Şişelenmiş doğal kaynak suyunda su kaynaktan ilk çıktığı haliyle saf ve temizdir. İlave bir işleme gerek kalmaksızın direkt olarak suyu kaynağından içebilirsiniz. Suyun saflığı ve temizliği yeryüzüne ilk çıkış noktasından yani kaynadığı noktadan, tam otomatik makinelerde şişeye dolumuna kadar olan süreçte çok sıkı kontrol altındadır.
Diğer taraftan genel olarak suyun çeşmeye kadar olan yolculuğu farklıdır; çeşme suyunda su kaynakları dereler, nehirler gibi yüzey sularına dönüşmekte ve toplanma havzalarına ya da barajlara gelmektedir.

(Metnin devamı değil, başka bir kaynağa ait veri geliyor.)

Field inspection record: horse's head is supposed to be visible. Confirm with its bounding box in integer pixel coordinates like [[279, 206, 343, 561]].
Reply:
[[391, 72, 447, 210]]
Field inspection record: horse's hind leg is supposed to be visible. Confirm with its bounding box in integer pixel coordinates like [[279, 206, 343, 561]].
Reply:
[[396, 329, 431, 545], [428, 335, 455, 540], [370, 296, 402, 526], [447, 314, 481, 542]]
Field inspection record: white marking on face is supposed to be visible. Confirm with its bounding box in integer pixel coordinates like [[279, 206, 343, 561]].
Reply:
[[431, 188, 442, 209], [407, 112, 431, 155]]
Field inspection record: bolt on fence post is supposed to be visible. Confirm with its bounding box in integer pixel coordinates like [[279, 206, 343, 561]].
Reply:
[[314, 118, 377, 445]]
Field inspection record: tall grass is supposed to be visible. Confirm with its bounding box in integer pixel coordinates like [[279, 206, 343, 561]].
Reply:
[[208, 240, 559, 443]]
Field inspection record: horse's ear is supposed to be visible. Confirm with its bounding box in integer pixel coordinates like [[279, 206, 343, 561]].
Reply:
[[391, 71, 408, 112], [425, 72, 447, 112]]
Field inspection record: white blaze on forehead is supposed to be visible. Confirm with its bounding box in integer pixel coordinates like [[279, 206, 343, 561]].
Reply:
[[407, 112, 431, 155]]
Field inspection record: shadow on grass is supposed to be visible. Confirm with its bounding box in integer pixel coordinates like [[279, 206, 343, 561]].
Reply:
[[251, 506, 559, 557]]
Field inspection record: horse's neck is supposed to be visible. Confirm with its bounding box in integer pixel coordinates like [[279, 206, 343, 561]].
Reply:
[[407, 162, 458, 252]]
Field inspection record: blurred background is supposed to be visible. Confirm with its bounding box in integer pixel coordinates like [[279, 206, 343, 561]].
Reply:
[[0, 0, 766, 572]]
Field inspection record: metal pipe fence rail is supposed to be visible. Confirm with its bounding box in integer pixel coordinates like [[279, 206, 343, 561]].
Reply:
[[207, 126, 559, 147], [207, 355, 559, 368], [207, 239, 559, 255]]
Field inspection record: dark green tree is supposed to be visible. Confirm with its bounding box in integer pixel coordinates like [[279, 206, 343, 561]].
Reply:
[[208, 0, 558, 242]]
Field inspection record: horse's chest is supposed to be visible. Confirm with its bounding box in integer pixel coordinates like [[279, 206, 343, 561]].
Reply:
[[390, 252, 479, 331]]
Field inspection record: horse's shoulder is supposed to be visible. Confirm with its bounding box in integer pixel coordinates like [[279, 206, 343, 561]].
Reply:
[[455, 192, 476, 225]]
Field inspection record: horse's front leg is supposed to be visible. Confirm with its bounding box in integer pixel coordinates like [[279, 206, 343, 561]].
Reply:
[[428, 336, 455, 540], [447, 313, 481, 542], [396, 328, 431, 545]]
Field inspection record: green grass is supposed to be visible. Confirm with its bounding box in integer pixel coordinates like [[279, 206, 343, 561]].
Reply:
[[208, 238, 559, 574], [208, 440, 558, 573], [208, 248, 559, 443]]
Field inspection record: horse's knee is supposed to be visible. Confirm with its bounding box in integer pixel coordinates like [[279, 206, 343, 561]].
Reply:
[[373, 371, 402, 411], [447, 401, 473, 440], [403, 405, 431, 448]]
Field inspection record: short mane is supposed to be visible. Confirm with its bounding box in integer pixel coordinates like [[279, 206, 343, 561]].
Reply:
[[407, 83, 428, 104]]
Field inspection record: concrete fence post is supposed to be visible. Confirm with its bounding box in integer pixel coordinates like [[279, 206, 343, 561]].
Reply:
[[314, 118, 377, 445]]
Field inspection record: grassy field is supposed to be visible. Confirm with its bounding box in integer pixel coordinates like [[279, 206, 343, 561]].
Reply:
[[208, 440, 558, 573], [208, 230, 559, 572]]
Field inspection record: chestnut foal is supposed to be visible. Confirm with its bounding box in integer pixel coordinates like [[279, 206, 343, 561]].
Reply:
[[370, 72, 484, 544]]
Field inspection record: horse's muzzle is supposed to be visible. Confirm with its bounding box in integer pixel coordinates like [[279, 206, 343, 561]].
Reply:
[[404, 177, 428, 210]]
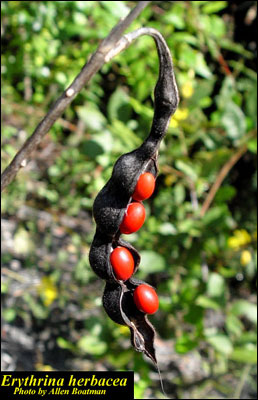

Bu biçimde toplanmış sular muhtelif filtreleme, klorlama ve dezenfeksiyon işlemlerinden geçirildikten sonra su şebeke boruları vasıtasıyla konutlara pompalanmaktadır.
Sonuç olarak şişelenmiş doğal kaynak suyu; hijyenliği, ambalajı ve markası ile tüketicinin beğenisini ve güvenini kazanmak zorunda olan ticari bir maldır. Bu nedenle yapılan yatırımlar çok büyüktür; bazı küçük korsan firmalar dışında aklıselim hiçbir su sanayicisi tüketicisinin sağlığını riske atarak kendi şirketinin piyasadan silinme riskini göze alamaz.